Service animals are working animals, not pets. The work or task a dog has been trained to provide must be directly related to the person’s disability. Dogs whose sole function is to provide comfort or emotional support do not qualify as service animals under the ADA.
A THERAPY DOG is trained to provide comfort and affection to patients in hospice, retirement homes, hospitals, schools, and more. Spending time with a therapy dog has been shown to reduce anxiety, blood pressure and heart rate and in addition, can increase endorphins and oxytocin. Therapy dogs do NOT have to be trained to perform tasks like a service dog.
Can your dog become a therapy dog? Well, we’d all like to believe our dog is a candidate, but not always true. Therapy dogs should naturally be calm, friendly and affectionate to all strangers. They should be groomed properly, and have regular health checkups. Depending on where you may take your therapy dog, you may not have to certify them, but, if you’d like to apply for a certification, there are several agencies to do so…the AKC (American Kennel Club) is always recommended. For information on how to apply for a therapy dog title and application, visit Therapy Dog Title through AKC.
An EMOTIONAL SUPPORT ANIMAL (ESA) provides a therapeutic benefit to the owner through companionship and a calming presence.

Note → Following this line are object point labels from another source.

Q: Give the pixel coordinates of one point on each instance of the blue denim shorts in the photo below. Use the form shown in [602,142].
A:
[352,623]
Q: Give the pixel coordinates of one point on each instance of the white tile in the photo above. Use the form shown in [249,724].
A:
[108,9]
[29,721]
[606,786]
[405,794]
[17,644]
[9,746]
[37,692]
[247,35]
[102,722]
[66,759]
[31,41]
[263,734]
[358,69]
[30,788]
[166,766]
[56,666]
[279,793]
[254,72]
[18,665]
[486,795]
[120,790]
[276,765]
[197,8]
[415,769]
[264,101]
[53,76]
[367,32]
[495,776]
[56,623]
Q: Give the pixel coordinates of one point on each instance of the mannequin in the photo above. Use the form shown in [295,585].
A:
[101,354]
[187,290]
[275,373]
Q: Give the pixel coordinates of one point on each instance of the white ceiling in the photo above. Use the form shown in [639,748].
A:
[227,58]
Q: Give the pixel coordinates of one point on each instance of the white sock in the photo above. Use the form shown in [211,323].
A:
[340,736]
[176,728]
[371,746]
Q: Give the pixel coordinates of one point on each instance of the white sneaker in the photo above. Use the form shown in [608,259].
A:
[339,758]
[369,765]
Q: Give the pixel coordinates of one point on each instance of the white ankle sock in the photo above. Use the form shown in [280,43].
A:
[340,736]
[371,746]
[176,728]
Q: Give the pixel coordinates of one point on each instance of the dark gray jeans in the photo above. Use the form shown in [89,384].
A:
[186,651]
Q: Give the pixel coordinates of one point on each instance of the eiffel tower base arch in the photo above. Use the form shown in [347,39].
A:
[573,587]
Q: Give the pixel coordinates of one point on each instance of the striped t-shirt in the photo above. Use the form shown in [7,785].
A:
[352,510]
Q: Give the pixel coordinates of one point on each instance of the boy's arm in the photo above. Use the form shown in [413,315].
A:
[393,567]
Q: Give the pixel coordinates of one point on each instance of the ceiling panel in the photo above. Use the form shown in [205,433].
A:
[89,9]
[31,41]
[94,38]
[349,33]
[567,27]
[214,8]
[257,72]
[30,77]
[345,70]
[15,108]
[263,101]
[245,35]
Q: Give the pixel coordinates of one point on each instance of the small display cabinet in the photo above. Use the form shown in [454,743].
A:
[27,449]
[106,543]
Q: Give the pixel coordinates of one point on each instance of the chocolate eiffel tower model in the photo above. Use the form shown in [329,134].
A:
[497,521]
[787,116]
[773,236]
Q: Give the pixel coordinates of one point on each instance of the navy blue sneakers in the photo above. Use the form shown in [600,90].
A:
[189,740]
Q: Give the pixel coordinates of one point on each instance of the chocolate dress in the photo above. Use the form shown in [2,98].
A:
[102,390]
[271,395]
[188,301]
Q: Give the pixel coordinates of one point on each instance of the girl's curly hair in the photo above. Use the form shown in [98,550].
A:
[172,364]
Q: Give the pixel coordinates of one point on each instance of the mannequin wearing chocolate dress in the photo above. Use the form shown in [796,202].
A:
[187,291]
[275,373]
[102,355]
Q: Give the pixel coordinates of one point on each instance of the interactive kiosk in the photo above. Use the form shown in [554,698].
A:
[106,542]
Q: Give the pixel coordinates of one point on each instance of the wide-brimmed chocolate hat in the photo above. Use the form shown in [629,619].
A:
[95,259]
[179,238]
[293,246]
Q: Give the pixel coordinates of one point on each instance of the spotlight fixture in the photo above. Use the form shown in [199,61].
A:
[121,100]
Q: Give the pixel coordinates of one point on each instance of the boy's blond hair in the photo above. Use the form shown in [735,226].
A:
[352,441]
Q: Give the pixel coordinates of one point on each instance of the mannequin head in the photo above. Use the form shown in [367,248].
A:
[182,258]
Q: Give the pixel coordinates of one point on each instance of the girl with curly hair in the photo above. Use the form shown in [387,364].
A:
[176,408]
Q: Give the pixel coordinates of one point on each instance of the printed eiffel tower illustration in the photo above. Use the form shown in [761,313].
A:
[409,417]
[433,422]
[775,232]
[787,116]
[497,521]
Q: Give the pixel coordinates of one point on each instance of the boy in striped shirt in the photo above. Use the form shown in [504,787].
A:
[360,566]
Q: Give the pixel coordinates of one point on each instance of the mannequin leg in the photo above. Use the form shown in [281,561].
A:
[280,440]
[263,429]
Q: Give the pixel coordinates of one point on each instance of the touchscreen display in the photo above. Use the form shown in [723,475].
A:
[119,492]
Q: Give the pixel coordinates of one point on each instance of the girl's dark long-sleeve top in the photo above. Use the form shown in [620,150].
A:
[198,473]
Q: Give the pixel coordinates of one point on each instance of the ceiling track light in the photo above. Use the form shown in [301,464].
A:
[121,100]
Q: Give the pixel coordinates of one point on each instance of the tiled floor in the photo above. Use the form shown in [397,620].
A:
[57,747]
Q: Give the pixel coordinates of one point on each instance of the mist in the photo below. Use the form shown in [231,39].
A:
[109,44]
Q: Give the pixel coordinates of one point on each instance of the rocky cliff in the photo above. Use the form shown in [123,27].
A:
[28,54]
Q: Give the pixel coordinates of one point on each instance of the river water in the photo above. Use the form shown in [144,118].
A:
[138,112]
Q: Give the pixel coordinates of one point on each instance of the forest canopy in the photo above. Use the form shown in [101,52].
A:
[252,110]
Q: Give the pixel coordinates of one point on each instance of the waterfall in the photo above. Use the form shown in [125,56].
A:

There is no formal training for an emotional support dog. An ESA should be devoted to its owner, be responsive to your emotions and commands, and be calm and laid back.
ESA’s do not have access to all public areas, and the definition and criteria has changed over the years. You used to be able to fly in the cabin with documentation, but in December 2020, the U.S. Department of Transportation (DOT) announced it will no longer consider ESAs special assistance animals for travelers. Airlines are now able to set their own individual guidelines and most only allow trained service animals.